J'ai omis une exception, concernant les fleurs que les femmes n'offrent pas aux hommes : les abords du lit de papa sont fleuris. Les roses rouges, c'est ma mère qui les apporte, prétend-il. J'ignore s'il dit la vérité ou si la morphine le ramène au pays des samedis de mon enfance. Quand j'interroge maman à ce sujet, elle répond :

— Ton père a toujours été mal à l'aise avec les sentiments. Et avec ta petite copine, cette Rachel, tu t'en sors, mon chéri ?

— C'est compliqué, maman.

Le cancer de Rachel, c'est le divorce de ses parents : ils sont toujours en vie. Sa mère boit et son père ne téléphone plus guère qu'aux fêtes de noël. Un avortement imprévu a emmené Rachel dans un monde où aucun prince charmant ne viendra la sauver.

Une fois, le coiffeur a évoqué un balayage capillaire pour adoucir l'expression de son visage, et Rachel a dit : « J'ai une meilleure idée : Lavez-les et coupez-les. »

Quand Rachel passe me voir, elle ne téléphone pas. Elle sonne à  mon visiophone à l'improviste et sur l'écran je vois apparaître un carton de pizza poivron-chorizo. Parfois une bouteille de chianti. D'autres fois, un string masque son visage et  je l'entends dire au micro :

— C'est moi, lady Belphégor.

Mais jamais Rachel ne m'offre de rose rouge.

Maman soupire :

— Moi, avec l'âge ce ne sont pas les roses qui me manquent, mon fils, ni les hommes. Seulement leurs bras. Personne ne me serre plus dans ses bras.

Elle se met à pleurer ; je la serre contre moi. Je lui avoue que depuis mes roses blanches, lors de nos séances de shopping du weekend, Rachel prononce des phrases mystérieuses comme : « Je ne veux pas souffrir, tu sais. »

— C'est drôle, l'effet qu'ont les fleurs sur les gens, non ? Tu crois qu'elle dirait la même chose si je lui offrais des roses rouges comme papa ?

— Les femmes sont attirées par les hommes qui plaisent aux femmes, mon fils.
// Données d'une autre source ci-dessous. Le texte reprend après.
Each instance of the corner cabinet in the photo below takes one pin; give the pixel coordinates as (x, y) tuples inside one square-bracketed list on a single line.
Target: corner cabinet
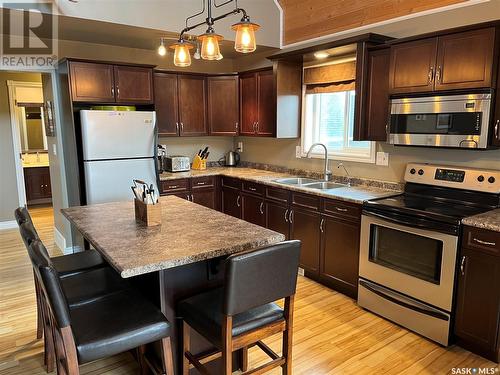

Pas les fleurs. Les hommes, eux,  sont attirés par des femmes qu'ils laissent indifférentes. 

Elle s'essuie les yeux :

— Rouges et blanches, ce ne sont pas les roses qui fanent, c'est l'intention ou la manière de les recevoir.

 

Ce soir, sur l'écran du visiophone, il n'y eu ni pizza, ni bouteille de chianti. Juste les boucles brunes de Rachel, et ce visage que le coiffeur souhaitait adoucir. Elle est montée par l'ascenseur. Je l'attendais sur le pallier, une main dans le dos. À son arrivée, elle a dit :

— Salut Kojak.

Quand je lui ai tendu la rose rouge, elle a fait un brusque pas en arrière :

— Non. Désolée, tu ne peux pas m'offrir ça...

Elle a pressé le bouton, les portes de l'ascenseur se sont ouvertes, puis refermées sur elle comme dans un film de S.F. où l'héroïne descend à la cale réparer le vaisseau, sans espoir de retour.

Ça m'a fait drôle de pleurer pour une fleur.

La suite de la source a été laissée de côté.